One of the ways McMaster convinced Trump to change his mind was showing him “a black-and-white snapshot from 1972 of Afghan women in miniskirts walking through Kabul, to show him that Western norms had existed there before and could return,” the Washington Post reports. That photo was most likely the highly-circulated photo above, taken in 1972, that has often been used by human rights groups and historians to explain how much more free women were in the years before the Taliban.

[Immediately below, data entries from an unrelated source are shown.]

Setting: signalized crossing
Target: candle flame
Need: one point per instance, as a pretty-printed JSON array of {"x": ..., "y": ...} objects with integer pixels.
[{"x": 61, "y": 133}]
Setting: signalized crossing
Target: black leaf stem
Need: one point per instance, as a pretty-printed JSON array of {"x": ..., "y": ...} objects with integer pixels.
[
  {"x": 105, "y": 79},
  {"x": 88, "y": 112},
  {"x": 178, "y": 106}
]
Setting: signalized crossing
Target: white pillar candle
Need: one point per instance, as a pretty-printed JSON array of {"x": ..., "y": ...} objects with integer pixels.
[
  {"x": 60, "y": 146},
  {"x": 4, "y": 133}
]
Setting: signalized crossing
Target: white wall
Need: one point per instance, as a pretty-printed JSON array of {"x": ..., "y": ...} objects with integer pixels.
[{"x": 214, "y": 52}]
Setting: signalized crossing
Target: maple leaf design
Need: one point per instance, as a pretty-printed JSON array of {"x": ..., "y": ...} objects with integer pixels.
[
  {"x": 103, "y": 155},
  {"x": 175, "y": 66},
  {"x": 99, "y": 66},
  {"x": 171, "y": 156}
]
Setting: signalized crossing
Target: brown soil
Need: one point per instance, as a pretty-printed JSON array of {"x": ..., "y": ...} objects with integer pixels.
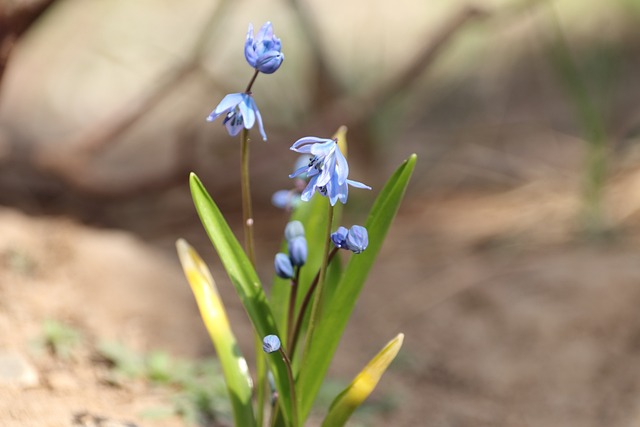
[{"x": 509, "y": 319}]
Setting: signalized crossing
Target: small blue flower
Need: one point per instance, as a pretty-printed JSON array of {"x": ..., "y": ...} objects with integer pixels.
[
  {"x": 298, "y": 251},
  {"x": 327, "y": 170},
  {"x": 283, "y": 266},
  {"x": 357, "y": 239},
  {"x": 270, "y": 343},
  {"x": 339, "y": 238},
  {"x": 240, "y": 111},
  {"x": 293, "y": 229},
  {"x": 264, "y": 52}
]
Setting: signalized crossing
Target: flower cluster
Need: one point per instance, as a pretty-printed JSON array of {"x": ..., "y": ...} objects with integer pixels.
[
  {"x": 355, "y": 239},
  {"x": 327, "y": 170},
  {"x": 264, "y": 54}
]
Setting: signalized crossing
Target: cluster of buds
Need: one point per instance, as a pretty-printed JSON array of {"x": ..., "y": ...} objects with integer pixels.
[{"x": 297, "y": 249}]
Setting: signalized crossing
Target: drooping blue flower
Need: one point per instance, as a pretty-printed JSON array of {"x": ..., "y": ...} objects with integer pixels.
[
  {"x": 264, "y": 52},
  {"x": 297, "y": 250},
  {"x": 283, "y": 266},
  {"x": 293, "y": 229},
  {"x": 240, "y": 111},
  {"x": 339, "y": 238},
  {"x": 357, "y": 239},
  {"x": 270, "y": 344},
  {"x": 327, "y": 170}
]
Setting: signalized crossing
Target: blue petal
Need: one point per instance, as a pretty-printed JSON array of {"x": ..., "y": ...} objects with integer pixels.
[
  {"x": 342, "y": 167},
  {"x": 358, "y": 184},
  {"x": 299, "y": 171},
  {"x": 259, "y": 118},
  {"x": 249, "y": 48},
  {"x": 229, "y": 102},
  {"x": 247, "y": 110},
  {"x": 307, "y": 193},
  {"x": 304, "y": 145},
  {"x": 266, "y": 32}
]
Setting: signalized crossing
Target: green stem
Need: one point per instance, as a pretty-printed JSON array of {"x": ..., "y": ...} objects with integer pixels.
[
  {"x": 292, "y": 386},
  {"x": 304, "y": 305},
  {"x": 292, "y": 306},
  {"x": 247, "y": 211},
  {"x": 316, "y": 308}
]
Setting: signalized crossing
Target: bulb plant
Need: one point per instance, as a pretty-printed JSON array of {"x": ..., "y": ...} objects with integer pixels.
[{"x": 299, "y": 323}]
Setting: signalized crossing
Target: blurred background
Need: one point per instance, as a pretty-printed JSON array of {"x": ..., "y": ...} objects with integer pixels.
[{"x": 512, "y": 268}]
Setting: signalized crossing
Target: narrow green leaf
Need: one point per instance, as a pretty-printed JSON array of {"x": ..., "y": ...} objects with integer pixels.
[
  {"x": 362, "y": 386},
  {"x": 337, "y": 310},
  {"x": 245, "y": 280},
  {"x": 234, "y": 366}
]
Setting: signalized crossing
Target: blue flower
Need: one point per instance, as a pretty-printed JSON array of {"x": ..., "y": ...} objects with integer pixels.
[
  {"x": 339, "y": 238},
  {"x": 264, "y": 52},
  {"x": 327, "y": 170},
  {"x": 297, "y": 250},
  {"x": 270, "y": 343},
  {"x": 293, "y": 229},
  {"x": 356, "y": 239},
  {"x": 240, "y": 111},
  {"x": 283, "y": 266}
]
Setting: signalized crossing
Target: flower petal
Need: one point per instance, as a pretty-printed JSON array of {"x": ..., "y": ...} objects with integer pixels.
[{"x": 304, "y": 145}]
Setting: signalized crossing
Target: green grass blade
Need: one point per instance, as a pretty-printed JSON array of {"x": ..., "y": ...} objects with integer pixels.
[
  {"x": 244, "y": 279},
  {"x": 337, "y": 310},
  {"x": 234, "y": 365},
  {"x": 362, "y": 386}
]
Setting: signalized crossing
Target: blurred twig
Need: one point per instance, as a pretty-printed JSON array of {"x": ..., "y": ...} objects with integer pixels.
[
  {"x": 591, "y": 120},
  {"x": 74, "y": 169}
]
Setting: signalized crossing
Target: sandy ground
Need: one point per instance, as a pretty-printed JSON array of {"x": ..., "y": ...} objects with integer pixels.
[{"x": 509, "y": 320}]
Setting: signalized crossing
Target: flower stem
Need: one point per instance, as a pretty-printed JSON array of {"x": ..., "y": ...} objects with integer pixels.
[
  {"x": 304, "y": 305},
  {"x": 253, "y": 79},
  {"x": 292, "y": 306},
  {"x": 292, "y": 386},
  {"x": 316, "y": 308},
  {"x": 247, "y": 211}
]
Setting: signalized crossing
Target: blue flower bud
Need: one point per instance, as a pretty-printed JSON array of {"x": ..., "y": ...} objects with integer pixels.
[
  {"x": 339, "y": 238},
  {"x": 270, "y": 343},
  {"x": 264, "y": 52},
  {"x": 298, "y": 250},
  {"x": 293, "y": 229},
  {"x": 283, "y": 266},
  {"x": 357, "y": 239}
]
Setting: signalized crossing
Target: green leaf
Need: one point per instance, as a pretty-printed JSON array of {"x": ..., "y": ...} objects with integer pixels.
[
  {"x": 337, "y": 309},
  {"x": 234, "y": 365},
  {"x": 245, "y": 280},
  {"x": 362, "y": 386}
]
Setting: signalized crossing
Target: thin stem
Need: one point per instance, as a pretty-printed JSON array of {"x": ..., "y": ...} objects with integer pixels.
[
  {"x": 304, "y": 305},
  {"x": 247, "y": 211},
  {"x": 253, "y": 79},
  {"x": 292, "y": 305},
  {"x": 261, "y": 374},
  {"x": 316, "y": 308},
  {"x": 292, "y": 386}
]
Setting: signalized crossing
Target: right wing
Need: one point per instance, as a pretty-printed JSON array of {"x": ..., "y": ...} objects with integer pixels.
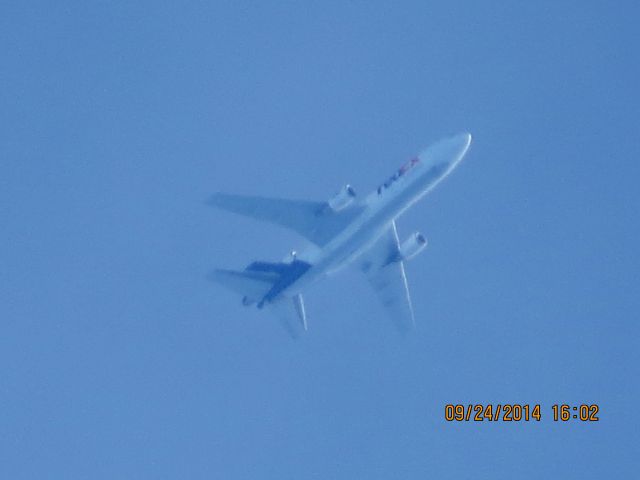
[
  {"x": 313, "y": 220},
  {"x": 387, "y": 277}
]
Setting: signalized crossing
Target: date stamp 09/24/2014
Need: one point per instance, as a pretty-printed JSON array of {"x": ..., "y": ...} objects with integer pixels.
[{"x": 515, "y": 412}]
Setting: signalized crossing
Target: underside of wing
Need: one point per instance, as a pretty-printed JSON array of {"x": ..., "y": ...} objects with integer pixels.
[
  {"x": 313, "y": 220},
  {"x": 385, "y": 272}
]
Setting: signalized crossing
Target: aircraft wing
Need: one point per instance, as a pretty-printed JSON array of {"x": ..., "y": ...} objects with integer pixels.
[
  {"x": 387, "y": 277},
  {"x": 313, "y": 220}
]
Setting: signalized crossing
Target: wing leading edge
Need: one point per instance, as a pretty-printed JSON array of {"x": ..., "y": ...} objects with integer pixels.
[
  {"x": 387, "y": 277},
  {"x": 313, "y": 220}
]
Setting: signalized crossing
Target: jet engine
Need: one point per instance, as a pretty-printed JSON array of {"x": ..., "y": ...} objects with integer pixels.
[
  {"x": 342, "y": 199},
  {"x": 412, "y": 246}
]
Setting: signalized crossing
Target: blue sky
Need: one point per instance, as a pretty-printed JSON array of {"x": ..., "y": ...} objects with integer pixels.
[{"x": 118, "y": 119}]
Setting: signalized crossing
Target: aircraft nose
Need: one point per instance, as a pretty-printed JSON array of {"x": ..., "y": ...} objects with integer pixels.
[{"x": 448, "y": 151}]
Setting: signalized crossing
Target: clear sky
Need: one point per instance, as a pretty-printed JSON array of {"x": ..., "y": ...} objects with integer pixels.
[{"x": 118, "y": 119}]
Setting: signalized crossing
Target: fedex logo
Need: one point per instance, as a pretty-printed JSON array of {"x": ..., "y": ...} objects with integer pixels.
[{"x": 403, "y": 170}]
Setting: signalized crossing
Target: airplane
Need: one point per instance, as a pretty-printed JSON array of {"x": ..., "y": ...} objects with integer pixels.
[{"x": 343, "y": 231}]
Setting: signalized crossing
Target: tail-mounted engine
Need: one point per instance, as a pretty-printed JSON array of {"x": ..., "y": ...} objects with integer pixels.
[
  {"x": 412, "y": 246},
  {"x": 342, "y": 199}
]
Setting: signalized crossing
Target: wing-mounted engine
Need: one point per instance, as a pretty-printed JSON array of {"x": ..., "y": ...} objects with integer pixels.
[
  {"x": 412, "y": 246},
  {"x": 342, "y": 199}
]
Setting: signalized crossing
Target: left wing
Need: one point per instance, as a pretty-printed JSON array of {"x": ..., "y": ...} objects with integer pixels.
[
  {"x": 312, "y": 220},
  {"x": 386, "y": 275}
]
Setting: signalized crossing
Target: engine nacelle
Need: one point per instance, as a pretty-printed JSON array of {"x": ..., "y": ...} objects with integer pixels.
[
  {"x": 412, "y": 246},
  {"x": 342, "y": 199}
]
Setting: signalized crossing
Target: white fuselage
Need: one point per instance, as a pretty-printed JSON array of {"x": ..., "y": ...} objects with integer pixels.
[{"x": 414, "y": 179}]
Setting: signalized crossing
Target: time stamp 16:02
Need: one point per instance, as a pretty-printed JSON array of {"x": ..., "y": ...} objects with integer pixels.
[{"x": 516, "y": 412}]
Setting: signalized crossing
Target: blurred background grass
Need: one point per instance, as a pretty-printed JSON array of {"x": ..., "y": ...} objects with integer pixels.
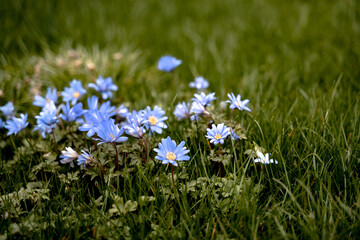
[{"x": 239, "y": 44}]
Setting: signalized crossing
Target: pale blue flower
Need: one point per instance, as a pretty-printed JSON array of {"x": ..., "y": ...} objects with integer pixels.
[
  {"x": 107, "y": 109},
  {"x": 198, "y": 110},
  {"x": 264, "y": 159},
  {"x": 51, "y": 95},
  {"x": 199, "y": 83},
  {"x": 8, "y": 110},
  {"x": 68, "y": 156},
  {"x": 134, "y": 125},
  {"x": 234, "y": 136},
  {"x": 168, "y": 63},
  {"x": 92, "y": 120},
  {"x": 85, "y": 158},
  {"x": 15, "y": 125},
  {"x": 74, "y": 92},
  {"x": 71, "y": 114},
  {"x": 217, "y": 134},
  {"x": 104, "y": 86},
  {"x": 109, "y": 132},
  {"x": 47, "y": 119},
  {"x": 182, "y": 111},
  {"x": 237, "y": 103},
  {"x": 168, "y": 152},
  {"x": 154, "y": 119},
  {"x": 203, "y": 98}
]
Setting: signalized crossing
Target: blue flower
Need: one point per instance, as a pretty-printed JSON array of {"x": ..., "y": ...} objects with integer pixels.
[
  {"x": 199, "y": 110},
  {"x": 168, "y": 152},
  {"x": 234, "y": 136},
  {"x": 74, "y": 92},
  {"x": 15, "y": 125},
  {"x": 104, "y": 86},
  {"x": 51, "y": 95},
  {"x": 264, "y": 159},
  {"x": 85, "y": 158},
  {"x": 218, "y": 133},
  {"x": 71, "y": 114},
  {"x": 109, "y": 132},
  {"x": 92, "y": 120},
  {"x": 122, "y": 111},
  {"x": 68, "y": 156},
  {"x": 8, "y": 110},
  {"x": 104, "y": 108},
  {"x": 237, "y": 103},
  {"x": 154, "y": 119},
  {"x": 203, "y": 98},
  {"x": 47, "y": 119},
  {"x": 182, "y": 111},
  {"x": 199, "y": 83},
  {"x": 168, "y": 63},
  {"x": 134, "y": 125}
]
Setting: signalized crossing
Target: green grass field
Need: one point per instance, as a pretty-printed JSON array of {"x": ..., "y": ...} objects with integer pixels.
[{"x": 298, "y": 62}]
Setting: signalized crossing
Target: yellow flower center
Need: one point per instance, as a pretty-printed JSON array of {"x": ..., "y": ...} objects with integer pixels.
[
  {"x": 153, "y": 120},
  {"x": 218, "y": 136},
  {"x": 170, "y": 156},
  {"x": 76, "y": 94}
]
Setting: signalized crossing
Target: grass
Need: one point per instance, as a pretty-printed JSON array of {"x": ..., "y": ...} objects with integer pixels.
[{"x": 296, "y": 61}]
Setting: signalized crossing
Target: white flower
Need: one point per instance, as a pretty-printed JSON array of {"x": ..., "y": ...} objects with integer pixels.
[{"x": 69, "y": 155}]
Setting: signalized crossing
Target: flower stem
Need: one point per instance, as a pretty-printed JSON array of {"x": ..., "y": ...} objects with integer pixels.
[
  {"x": 116, "y": 157},
  {"x": 55, "y": 144},
  {"x": 172, "y": 174},
  {"x": 232, "y": 112}
]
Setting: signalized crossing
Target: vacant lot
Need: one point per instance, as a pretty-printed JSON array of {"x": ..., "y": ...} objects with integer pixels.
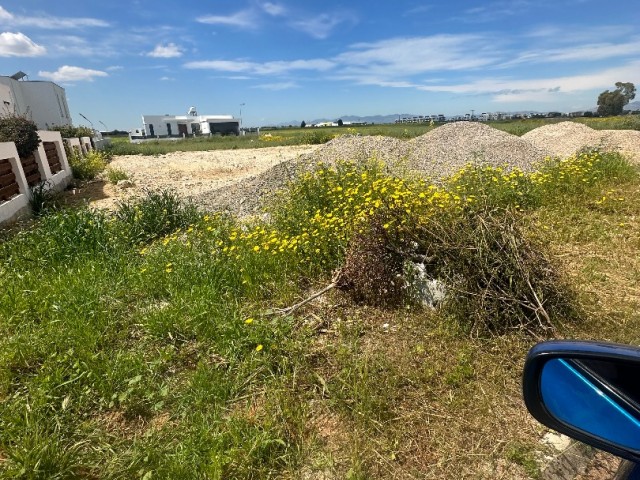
[{"x": 155, "y": 341}]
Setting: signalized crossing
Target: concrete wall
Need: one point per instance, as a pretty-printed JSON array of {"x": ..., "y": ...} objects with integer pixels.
[
  {"x": 58, "y": 181},
  {"x": 6, "y": 100},
  {"x": 18, "y": 206},
  {"x": 43, "y": 102},
  {"x": 74, "y": 145}
]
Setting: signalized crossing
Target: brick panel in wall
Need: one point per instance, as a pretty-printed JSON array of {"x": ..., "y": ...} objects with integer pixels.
[
  {"x": 31, "y": 170},
  {"x": 51, "y": 152},
  {"x": 8, "y": 184}
]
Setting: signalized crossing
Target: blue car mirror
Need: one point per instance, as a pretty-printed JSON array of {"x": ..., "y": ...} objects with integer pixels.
[{"x": 587, "y": 390}]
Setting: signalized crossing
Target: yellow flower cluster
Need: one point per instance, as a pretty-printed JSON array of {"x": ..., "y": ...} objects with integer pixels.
[
  {"x": 320, "y": 210},
  {"x": 268, "y": 137}
]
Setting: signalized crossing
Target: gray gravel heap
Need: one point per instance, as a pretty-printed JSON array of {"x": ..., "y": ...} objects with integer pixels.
[
  {"x": 444, "y": 150},
  {"x": 247, "y": 196},
  {"x": 436, "y": 154},
  {"x": 566, "y": 138}
]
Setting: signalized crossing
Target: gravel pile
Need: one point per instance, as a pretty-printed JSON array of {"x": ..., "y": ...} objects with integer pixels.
[
  {"x": 436, "y": 154},
  {"x": 443, "y": 151},
  {"x": 247, "y": 196},
  {"x": 564, "y": 138}
]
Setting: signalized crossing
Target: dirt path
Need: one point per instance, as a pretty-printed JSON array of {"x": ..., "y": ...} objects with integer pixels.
[{"x": 188, "y": 173}]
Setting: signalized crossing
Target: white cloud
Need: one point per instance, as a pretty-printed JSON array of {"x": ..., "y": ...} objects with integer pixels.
[
  {"x": 274, "y": 87},
  {"x": 321, "y": 26},
  {"x": 273, "y": 9},
  {"x": 170, "y": 50},
  {"x": 589, "y": 52},
  {"x": 48, "y": 21},
  {"x": 242, "y": 19},
  {"x": 504, "y": 88},
  {"x": 266, "y": 68},
  {"x": 68, "y": 73},
  {"x": 19, "y": 45},
  {"x": 398, "y": 58}
]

As Amnesty International writes about the photo:

Until the conflict of the 1970s, the 20th Century had seen relatively steady progression for women’s rights in the country. Afghan women were first eligible to vote in 1919 – only a year after women in the UK were given voting rights, and a year before the women in the United States were allowed to vote. In the 1950s purdah (gendered separation) was abolished; in the 1960s a new constitution brought equality to many areas of life, including political participation.

But during coups and Soviet occupation in the 1970s, through civil conflict between Mujahideen groups and government forces in the ’80s and ’90s, and then under Taliban rule, women in Afghanistan had their rights increasingly rolled back.